Remembering the pictures, I nodded.
“Let us sum up. Rathaus escapes. Martya, who is now here, brings the hand to a priest. From the wrong si
de of the blanket this priest comes. Also he resembles Rathaus. What is happening? This I want to know.”
“What you’re saying is that Russ thought his son, Papa Iason, could be trusted with the hand. Nobody was looking for Martya, so he got her to take it to him and tell him to keep it safe. Only he didn’t do that. He brought it to the archbishop the next day.”
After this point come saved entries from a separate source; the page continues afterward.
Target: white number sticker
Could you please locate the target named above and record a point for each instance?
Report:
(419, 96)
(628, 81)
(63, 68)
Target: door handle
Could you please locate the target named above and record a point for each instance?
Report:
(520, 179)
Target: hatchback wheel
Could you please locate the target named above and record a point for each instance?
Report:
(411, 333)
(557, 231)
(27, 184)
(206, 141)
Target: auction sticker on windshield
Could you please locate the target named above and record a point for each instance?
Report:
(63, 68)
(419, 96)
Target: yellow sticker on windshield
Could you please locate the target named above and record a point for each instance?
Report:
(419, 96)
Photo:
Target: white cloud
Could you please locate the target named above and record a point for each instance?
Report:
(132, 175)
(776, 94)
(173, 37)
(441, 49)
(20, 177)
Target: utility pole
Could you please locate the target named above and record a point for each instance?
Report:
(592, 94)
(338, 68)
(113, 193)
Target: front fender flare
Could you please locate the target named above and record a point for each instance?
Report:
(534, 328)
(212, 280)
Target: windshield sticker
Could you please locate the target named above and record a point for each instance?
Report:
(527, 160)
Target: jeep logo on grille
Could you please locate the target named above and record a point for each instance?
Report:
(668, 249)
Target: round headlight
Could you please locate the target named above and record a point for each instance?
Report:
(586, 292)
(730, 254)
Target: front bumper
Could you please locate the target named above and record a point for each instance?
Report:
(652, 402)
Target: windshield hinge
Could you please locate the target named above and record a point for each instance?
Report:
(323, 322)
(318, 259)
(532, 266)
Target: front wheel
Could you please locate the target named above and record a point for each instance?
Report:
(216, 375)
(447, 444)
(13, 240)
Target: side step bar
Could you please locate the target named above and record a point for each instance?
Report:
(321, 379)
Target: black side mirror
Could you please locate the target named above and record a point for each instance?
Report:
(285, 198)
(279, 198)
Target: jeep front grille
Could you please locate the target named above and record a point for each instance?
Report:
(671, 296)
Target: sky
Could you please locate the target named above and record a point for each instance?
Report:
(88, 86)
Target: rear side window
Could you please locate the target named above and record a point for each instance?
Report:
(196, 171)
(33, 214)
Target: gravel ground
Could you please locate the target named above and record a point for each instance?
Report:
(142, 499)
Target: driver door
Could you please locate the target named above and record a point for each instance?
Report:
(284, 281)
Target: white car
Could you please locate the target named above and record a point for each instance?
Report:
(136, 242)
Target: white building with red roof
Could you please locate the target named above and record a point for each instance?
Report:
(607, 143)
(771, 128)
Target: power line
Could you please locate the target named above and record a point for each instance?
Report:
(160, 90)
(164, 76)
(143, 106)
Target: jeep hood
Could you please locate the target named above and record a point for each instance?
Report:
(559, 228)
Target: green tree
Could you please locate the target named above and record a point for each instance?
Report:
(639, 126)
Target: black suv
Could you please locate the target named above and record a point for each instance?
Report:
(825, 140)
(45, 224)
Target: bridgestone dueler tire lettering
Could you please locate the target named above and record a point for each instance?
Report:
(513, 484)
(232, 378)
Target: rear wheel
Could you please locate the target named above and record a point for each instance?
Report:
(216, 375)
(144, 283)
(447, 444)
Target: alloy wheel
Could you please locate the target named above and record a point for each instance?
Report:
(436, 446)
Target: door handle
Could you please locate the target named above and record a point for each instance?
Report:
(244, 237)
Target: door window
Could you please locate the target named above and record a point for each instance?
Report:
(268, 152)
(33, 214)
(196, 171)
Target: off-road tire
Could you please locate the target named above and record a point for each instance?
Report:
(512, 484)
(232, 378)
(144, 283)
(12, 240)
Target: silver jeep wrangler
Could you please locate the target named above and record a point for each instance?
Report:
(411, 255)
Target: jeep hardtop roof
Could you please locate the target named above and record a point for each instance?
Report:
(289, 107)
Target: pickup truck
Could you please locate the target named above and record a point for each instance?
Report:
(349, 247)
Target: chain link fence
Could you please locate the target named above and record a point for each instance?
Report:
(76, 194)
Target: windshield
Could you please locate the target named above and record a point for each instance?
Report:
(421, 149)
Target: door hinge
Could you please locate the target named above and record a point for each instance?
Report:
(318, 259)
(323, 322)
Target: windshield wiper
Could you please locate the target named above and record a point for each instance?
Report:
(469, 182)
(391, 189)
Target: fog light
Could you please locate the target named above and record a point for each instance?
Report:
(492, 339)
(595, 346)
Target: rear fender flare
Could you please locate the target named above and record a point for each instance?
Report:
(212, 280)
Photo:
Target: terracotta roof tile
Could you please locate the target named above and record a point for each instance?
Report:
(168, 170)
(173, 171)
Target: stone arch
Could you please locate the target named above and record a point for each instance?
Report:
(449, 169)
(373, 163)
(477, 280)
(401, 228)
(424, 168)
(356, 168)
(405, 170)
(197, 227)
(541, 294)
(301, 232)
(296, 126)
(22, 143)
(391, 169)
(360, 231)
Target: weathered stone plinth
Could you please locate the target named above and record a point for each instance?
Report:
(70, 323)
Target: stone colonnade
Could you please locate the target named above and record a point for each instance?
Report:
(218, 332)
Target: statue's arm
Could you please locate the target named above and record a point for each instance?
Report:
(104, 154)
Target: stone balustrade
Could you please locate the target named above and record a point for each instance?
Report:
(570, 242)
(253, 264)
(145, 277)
Naala shook her head. “I do not say this. You say it. It may be that you are correct. It may be otherwise, also.”
The waiter came back. I had not even peeked at my menu because I knew I would not be able to read it. I listened to what Naala ordered and said I would have the same. Rosalee asked me what I had ordered, and when I told her it was pork tenderloin with noodles she said that would be fine for her.
I was not as hungry as I had been the first time, but I cleaned up the pork and noodles anyway, and sweet cabbage and some other stuff. Naala went out and phoned for a new police car when she had finished. When it came there were two cops, so we sat in back like before, Rosalee in the middle and Naala and I on the ends. Driving in the capital was like walking in Puraustays—you had to turn after just about every block and the blocks were pretty small. It slowed us down a lot and that may have been why Rosalee saw what she did.
She yelped and pointed, and Naala told the driver to stop. I thought maybe Rosalee had seen Russ, but that was not it. She was pointing to a big building that had a row of shops in it.
“That one!” she said. “In the middle. That’s one of our customers!”
13
LEFT-HAND MAGIC
“Wait a minute,” I said in English when we stopped. “You can’t hardly speak the language. How come you could read that shop window?”
“I can’t,” Rosalee told me. “It’s the picture, the hand with the white rabbit. It was on their stationery.”
I told Naala what she had said.
“We go there. This is better than the priest, I hope. Ask her the name.”
I did and Rosalee said, “Left-Hand Magic Supplies.”
“Did Russ tell you? I thought you couldn’t read their letters.”
“No! I could! I did! Only I couldn’t remember the name of the company. The letters were in English, and Russ wrote back in English.”